Я поняла это и почти перестала с ней разговаривать, а если мы и перебрасывались словами, то это бывало вызвано необходимостью.
Часто по ночам я прекрасно чувствовала, что мама не спит, так же как и я, и, так же как я, притворяется передо мной, что спит…
Если в этой новой жизни маме было трудно, то мне было во сто раз хуже. Мама несла непривычный и потому непосильный для себя труд, однако он давал ей большое облегчение: в нем она могла забываться, и чем дольше и чем горячее бывало кипение ее рабочего дня, тем больше она забывалась.
А я?.. В какое невыносимое положение поставила меня судьба!.. Мне в этой жизни не было места. С утра мама уходила, а я оставалась совсем одна. Мама запретила мне знакомиться и говорить с людьми, она обрекла меня на полное «ничегонеделание», и от сознания наложенного на меня мамой запрета, от сознания всей своей никчемности мне хотелось только одного: повеситься.

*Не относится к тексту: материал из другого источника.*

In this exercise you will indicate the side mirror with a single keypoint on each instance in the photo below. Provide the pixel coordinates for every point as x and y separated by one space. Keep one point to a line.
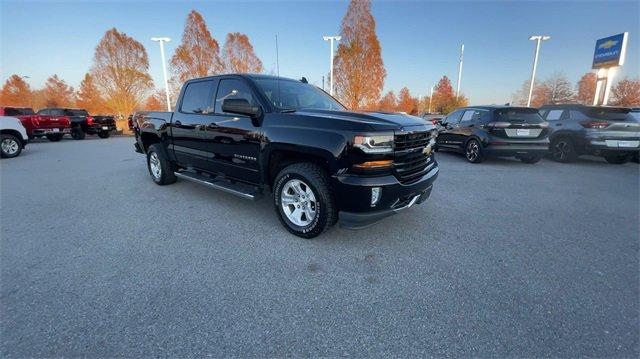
242 107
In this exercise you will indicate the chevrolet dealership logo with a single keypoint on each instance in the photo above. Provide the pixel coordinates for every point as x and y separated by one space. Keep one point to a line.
608 44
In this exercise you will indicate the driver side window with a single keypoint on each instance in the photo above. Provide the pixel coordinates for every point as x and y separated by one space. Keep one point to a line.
233 89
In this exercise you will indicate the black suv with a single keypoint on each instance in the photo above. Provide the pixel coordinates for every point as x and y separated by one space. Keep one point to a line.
244 134
507 131
611 132
82 123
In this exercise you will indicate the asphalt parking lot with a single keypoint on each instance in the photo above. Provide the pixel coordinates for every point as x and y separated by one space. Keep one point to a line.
505 259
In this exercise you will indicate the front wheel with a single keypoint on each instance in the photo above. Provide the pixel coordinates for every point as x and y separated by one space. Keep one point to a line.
473 151
160 169
10 146
303 200
616 159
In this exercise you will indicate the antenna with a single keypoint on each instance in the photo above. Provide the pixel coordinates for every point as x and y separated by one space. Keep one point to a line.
278 71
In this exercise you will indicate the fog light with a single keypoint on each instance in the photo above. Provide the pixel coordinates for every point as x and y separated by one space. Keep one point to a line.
375 195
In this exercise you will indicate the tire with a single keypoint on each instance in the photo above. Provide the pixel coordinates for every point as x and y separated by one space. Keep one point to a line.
159 166
55 138
10 146
530 159
616 159
307 186
563 150
77 133
473 151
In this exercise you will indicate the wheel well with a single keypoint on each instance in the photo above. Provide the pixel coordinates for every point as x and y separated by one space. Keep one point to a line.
14 133
149 139
280 159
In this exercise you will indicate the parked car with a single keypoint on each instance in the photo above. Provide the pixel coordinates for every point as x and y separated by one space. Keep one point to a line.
13 137
481 131
51 127
610 132
81 123
244 134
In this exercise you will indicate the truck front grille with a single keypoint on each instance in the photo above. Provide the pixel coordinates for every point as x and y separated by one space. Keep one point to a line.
411 163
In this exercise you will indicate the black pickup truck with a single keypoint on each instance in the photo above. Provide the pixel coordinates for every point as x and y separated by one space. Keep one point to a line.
245 134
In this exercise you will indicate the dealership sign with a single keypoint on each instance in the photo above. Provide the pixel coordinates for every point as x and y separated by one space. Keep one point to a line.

Главная же драма моего унизительного положения состояла в том, что каждый вечер, приходя домой, мама приносила мне свой ужин. Этот ужин был моим обедом и составлял мое единственное питание.
Все служащие столовой были из местного населения или из окрестных деревень и в течение дня то к одному, то к другому под разными предлогами забегали через черный ход барака то сынок, то дочка, то старуха мать, и не то по традиции рублевской столовой, не то по молчаливому всеобщему соглашению никого голодным не отпускали, а тут же в укромном уголке кормили. Вернее, причиной этой поблажки был голод, черной гигантской тенью нависший над страной.